NY~UK Transatlantic Slam

Live internet-linked slam hosted simultaneously in New York + Oxford
Science Oxford, 8 March 2008
Last night’s NY v UK Transatlantic Slam was a riotous testament to the vibrancy of the slam scene, not only in Oxford but across the pond in Manhattan’s Lower East Side. In a bold experiment Steve Larkin and his Hammer & Tongue cohort instigated the first ever live-feed poetry slam between New York and the UK. To set the scene, there were four British vs four US slam champions, a sold out venue of over a hundred rowdy punters, a compere on each side and a large screen, onto which the New York contingent were projected via an internet link. The image was pixelated, the audio looped like a rolo, yet the event was an unqualified triumph – loud, funny, thought-provoking. Any reservations I had about the slightly anaemic venue were quickly dispelled as Larkin (himself an international slam champ) took to the mic and emceed with such grace, warmth and humour there were moments of pure transcendence.

For those of you unfamiliar with the slam concept, it’s a high-octane performance poetry contest in which spoken word artists are given just three minutes to wow the crowd with their verbal dexterity. Five judges are chosen at random from the audience, who score each performance out of ten, to raucous cheers or boos from the audience. But before I give the impression of gladiatorial one-upmanship I should add that the atmosphere is as loved-up as it gets, living proof of the old slam saw that the point is not the points – the point is the poetry.

Now to the stars of the evening. While I would happily bang on about every one of the performers, deserving as they all were of accolades, space allows me to mention just a few highlights. Opening for the UK side was Danny Chivers, Oxford’s 2007 Hammer & Tongue slam champ, with a skewering anti-eco-consumerist rant about middle-class liberals ‘driving to the protests in the seven-seater / Discussing climate change under the patio heater’. The poem ended with the straight-talking exhortation: ‘To keep humanity on the map / Please, just stop buying so much crap!’

Next up was Brighton-based hip hop artist Spliff Richard, whose derisive take on the well-worn clichés of mainstream gangsta rap (‘I hope you don’t get mad at me, but that video’s been done more times than Police Academy’) was hilarious and observant.
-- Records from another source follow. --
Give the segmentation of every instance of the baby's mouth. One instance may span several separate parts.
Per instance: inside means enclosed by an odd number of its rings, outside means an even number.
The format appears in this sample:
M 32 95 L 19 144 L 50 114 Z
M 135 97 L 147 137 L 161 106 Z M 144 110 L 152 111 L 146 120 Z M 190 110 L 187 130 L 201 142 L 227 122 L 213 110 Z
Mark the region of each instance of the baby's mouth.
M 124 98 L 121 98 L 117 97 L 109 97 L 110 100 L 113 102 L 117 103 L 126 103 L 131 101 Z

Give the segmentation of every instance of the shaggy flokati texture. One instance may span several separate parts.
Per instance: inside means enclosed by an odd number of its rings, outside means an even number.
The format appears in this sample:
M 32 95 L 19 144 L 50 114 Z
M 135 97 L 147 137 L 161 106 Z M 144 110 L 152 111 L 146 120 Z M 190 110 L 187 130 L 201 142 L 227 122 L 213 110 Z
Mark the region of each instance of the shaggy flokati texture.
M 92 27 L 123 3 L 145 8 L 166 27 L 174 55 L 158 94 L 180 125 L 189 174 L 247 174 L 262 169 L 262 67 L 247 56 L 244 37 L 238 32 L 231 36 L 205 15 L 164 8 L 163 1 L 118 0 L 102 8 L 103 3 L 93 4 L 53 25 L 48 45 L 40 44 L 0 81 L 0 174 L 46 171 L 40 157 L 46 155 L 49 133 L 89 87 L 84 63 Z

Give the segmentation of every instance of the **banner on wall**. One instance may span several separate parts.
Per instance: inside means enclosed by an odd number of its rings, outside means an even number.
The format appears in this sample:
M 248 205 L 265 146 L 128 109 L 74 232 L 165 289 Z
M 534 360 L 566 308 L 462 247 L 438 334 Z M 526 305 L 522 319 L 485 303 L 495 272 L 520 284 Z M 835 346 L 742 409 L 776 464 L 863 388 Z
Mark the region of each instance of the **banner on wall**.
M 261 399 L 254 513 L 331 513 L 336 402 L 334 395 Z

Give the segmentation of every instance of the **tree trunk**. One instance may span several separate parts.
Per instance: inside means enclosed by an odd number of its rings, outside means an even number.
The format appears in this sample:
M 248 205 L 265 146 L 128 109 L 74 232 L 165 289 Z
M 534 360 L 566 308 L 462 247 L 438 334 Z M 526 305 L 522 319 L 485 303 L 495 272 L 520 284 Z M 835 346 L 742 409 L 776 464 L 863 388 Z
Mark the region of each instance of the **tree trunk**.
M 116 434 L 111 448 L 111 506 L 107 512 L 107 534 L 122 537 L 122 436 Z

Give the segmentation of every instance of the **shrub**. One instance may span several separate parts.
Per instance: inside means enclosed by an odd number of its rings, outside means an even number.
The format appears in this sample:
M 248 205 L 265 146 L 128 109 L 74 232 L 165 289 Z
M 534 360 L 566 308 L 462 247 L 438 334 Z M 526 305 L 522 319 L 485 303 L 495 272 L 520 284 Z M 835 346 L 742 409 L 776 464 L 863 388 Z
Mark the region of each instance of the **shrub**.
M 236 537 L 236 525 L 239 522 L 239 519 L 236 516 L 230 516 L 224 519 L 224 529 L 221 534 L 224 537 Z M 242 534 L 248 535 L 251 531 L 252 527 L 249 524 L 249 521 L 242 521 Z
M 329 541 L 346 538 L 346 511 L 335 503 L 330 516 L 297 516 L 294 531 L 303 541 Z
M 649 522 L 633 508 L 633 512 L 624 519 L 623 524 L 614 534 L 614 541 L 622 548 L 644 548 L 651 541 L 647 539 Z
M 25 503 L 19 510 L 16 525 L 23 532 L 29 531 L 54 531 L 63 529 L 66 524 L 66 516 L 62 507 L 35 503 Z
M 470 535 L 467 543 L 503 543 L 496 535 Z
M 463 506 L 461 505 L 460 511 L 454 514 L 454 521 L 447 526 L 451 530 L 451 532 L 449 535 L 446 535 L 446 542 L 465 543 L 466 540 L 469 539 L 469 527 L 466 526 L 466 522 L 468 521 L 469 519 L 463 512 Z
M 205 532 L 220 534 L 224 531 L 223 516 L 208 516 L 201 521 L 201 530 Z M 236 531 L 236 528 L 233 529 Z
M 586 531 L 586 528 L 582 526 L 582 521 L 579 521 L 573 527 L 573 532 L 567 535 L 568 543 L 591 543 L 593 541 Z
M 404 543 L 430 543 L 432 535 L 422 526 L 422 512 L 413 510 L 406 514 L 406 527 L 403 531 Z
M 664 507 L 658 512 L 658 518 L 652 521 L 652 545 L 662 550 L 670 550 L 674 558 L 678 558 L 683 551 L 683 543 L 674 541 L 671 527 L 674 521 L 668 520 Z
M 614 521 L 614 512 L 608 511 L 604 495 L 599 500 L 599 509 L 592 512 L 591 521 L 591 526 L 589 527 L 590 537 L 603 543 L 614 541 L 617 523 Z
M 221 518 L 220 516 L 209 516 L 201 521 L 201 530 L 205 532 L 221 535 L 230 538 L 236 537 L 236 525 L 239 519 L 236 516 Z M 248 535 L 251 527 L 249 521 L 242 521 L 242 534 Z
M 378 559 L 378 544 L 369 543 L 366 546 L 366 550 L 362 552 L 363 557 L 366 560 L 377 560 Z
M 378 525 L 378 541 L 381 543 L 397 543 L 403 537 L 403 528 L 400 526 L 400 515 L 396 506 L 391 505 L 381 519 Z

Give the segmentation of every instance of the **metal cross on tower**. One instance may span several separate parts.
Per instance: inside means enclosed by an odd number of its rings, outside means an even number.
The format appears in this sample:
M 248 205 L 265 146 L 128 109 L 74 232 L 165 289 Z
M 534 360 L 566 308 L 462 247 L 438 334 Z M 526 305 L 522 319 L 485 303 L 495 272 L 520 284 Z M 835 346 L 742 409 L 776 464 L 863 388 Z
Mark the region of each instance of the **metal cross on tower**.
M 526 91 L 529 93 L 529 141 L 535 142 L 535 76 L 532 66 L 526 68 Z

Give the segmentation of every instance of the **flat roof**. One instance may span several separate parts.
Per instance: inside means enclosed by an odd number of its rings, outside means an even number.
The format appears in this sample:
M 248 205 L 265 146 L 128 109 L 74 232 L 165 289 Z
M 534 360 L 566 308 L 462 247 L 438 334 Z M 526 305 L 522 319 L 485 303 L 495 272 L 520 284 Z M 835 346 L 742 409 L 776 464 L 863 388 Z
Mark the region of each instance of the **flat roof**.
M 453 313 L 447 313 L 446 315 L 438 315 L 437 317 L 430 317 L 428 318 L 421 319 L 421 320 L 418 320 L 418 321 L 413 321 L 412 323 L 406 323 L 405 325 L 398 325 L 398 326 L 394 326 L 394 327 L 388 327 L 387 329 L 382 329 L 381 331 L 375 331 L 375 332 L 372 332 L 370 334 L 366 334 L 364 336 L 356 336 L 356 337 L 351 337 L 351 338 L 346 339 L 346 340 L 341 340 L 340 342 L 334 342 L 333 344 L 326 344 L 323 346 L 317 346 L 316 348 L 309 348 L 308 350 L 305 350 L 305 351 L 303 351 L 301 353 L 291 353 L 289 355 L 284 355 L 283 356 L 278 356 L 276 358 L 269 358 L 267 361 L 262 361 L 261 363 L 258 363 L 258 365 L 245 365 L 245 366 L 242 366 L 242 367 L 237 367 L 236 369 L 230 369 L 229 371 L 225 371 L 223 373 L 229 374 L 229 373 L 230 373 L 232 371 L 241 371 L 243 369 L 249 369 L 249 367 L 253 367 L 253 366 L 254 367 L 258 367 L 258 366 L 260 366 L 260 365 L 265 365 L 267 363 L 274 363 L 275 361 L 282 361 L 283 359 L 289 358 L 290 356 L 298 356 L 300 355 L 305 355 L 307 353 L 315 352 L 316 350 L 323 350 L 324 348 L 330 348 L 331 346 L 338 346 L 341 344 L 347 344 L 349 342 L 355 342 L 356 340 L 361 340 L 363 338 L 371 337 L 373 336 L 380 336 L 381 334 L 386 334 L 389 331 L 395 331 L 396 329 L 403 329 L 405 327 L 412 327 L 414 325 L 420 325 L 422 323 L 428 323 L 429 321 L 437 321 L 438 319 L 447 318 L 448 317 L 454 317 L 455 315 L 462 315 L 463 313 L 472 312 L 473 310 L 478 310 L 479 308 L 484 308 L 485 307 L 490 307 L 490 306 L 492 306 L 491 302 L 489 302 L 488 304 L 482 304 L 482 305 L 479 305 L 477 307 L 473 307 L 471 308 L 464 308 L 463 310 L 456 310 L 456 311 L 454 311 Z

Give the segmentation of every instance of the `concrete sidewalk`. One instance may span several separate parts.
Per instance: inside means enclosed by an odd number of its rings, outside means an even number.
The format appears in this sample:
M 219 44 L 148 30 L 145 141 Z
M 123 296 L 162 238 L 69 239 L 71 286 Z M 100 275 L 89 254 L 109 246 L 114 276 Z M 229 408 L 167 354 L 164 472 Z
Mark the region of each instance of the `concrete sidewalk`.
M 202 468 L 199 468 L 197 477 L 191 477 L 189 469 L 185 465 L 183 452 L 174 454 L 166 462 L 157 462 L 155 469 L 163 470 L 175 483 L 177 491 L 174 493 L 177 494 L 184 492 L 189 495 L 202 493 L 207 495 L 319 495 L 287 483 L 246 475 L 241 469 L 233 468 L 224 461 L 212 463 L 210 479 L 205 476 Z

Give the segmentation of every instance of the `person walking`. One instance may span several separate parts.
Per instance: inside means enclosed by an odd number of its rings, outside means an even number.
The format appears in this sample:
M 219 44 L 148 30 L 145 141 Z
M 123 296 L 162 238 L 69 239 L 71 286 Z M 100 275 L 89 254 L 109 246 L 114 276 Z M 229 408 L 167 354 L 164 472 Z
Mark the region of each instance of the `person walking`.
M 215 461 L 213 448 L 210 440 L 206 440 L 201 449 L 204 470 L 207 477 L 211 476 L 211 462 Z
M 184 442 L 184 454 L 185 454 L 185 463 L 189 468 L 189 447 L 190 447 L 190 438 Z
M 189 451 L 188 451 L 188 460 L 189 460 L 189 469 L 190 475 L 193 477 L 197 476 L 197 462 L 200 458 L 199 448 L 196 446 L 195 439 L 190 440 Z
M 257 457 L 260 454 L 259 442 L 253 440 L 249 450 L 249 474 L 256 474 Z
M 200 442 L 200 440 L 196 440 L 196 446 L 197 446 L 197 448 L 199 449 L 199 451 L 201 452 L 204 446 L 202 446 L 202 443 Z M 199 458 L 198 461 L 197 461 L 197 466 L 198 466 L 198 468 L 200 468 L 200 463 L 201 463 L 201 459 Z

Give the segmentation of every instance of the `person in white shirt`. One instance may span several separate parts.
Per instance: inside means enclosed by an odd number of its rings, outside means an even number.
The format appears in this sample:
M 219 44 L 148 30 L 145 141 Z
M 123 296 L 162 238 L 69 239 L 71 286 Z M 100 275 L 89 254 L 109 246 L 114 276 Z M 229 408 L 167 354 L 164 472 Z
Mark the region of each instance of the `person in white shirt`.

Then into the ring stepped Jamie Kilstein, the first of the US contenders. For all I know he’s from Iowa, but his swaggering delivery seemed pure New York, and his take on right-wing Christian opposition to gay marriage was eye-watering, building to the enraged 'If God doesn't let me love who I want to love, I say fuck God.’

Another veteran of the New York contingent, Taylor Mali, a world-renowned spoken word artist and star of the film Slam Nation, won us all over with his final spontaneous riff interweaving lines from all the other performances. The result was an aural tapestry that at once tapped into our collective memory of the evening and paid homage to the quality of its output. A final mention must go to local talent Sian Robins-Grace who impressed with her poem Rugger Bugger Boys in Blue, about upper-class closet cases who ‘pretend they don’t aspire to that one horrific, bloody terrific, thing they’ll never do’.

And the results? For what it’s worth, the New Yorkers came out on top in terms of points and Spliff Richards and Jamie Kilstein scored highest for the UK and US respectively. But the real winner was the mighty charm of the spoken word.